As a senior, Kim was named team captain. The Tigers were mostly battling traditional athletic rivals Yonsei University for dominance in the U-League and MBC Cup competitions throughout the season. He scored 17 points and tallied 6 assists in the MBC Cup final against incumbent winners Yonsei and was named tournament MVP. His senior year ended on a bittersweet note as Korea University lost the U-League Championship title to Yonsei but won the regular season title as well as the MBC Cup.

==Professional career==
Kim was expected to be the second guard drafted in the 2017 rookie draft after his stellar performances in college. However, freshman point guard Yoo Hyun-jun was drafted by Jeonju KCC Egis at third in a surprise move. As a result, Kim was pushed to sixth and was drafted by Incheon Electroland Elephants. As was the case with fellow guards Heo Hoon and Yoo Hyun-jun, he was also considered short for a guard even by KBL standards. Head coach Yoo Do-hoon opted to send him to the D-League team instead due to the presence of Park Chan-hee and back-up Park Sung-jin. Kim averaged 22.0 points in four games, impressing Yoo enough to be brought back to the main team for the rest of the season.

For his first two seasons, Kim was mostly the second option point guard and the sixth man. He won the Sixth Man Award for the 2018–19 season. By the following season, he was widely-viewed to be the Elephants' future star as the team was shifting towards a more fast-paced offense, as was the trend in the league, and Kim was most effective when playing as a scoring-oriented combo guard. He averaged 12.2 points in 40 games during the 2019–20 season, which had ended prematurely due to the COVID-19 pandemic; it was the first time he had averaged points in the double digits.

The Elephants were sold to a new owner and moved to Daegu to become Daegu KOGAS Pegasus ahead of the 2021–22 season. With veteran players and new signings struggling with injuries or underperforming, Kim stepped up as the team's first option guard and was a major contributor to them beating Changwon LG Sakers in a tight battle for sixth place, the final spot for the playoffs. In January, KOGAS had been in 8th place but won eight of their last eleven games. He was named Round MVP of the sixth round, having posted a field goal percentage of 47.8% and averaged 14.6 points and 7.4 assists in the 9 games.

On May 16, 2022, Kim enlisted for mandatory military service and was assigned to the Korea Armed Forces Athletic Corps' Sangmu basketball team. He was discharged on November 15, 2023.

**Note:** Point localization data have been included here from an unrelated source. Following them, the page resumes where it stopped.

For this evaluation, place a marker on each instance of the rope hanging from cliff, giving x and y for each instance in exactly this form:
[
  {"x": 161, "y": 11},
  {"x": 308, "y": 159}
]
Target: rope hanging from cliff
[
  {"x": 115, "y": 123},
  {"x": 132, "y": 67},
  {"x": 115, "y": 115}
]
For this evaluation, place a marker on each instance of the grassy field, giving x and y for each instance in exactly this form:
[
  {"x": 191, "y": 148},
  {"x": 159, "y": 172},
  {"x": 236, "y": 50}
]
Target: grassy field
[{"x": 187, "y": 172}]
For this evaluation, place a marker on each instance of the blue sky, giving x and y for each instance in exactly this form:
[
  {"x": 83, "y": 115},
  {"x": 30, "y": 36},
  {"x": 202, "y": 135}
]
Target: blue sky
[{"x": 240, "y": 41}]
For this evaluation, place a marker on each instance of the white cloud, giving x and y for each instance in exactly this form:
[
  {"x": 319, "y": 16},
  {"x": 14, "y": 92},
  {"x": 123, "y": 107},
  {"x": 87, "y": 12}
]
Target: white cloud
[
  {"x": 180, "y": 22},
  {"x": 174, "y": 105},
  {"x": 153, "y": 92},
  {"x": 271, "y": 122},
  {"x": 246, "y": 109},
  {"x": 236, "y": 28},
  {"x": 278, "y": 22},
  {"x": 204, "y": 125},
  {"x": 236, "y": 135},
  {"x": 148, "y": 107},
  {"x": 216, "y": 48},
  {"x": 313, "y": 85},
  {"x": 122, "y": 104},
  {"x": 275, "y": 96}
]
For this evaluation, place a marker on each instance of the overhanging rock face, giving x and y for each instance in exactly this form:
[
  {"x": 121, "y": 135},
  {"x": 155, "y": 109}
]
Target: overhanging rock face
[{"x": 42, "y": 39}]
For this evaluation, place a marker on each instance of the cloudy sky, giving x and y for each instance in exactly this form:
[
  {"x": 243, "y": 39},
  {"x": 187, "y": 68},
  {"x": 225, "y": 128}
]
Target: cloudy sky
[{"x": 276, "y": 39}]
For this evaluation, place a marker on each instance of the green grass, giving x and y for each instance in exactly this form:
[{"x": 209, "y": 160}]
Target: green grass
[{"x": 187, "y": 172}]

Kim struggled with knee problems and it affected his performance during the 2023-24 season. Daegu failed to qualify for the playoffs, finishing in 7th place. His poor form and injury struggles continued into the first half of the 2024-25 season and Jeong Seong-woo and SJ Belangel became the preferred the backcourt pairing. During the playoffs, he was injured in Game 2 of the quarterfinals against Suwon KT Sonicboom and ruled out for the rest of the series. His injury compounded Daegu's injury woes to key players, including their foreign players, and KT eventually won the series 3-2.

Kim became a free agent and was widely expected to renew his contract as he was a fan favorite and the second longest-serving player on the team following one-club man Lim Jun-su's retirement. In May, it was announced that he had signed a five-year contract with Seoul SK Knights to replace Kim Sun-hyung, who had signed with KT.
==National team career==
Kim was called up to the youth teams for the 2011 U-16 Asia Championship and the 2012 U-17 World Championship.

Kim was named in the squad list for the 2018 Asian Games and sent to the 3x3 team, clinching a silver medal. During the final against China, South Korea were initially ahead but Kim had fouled Huang Wenwei with 4.4 seconds left and Huang scored both free throws.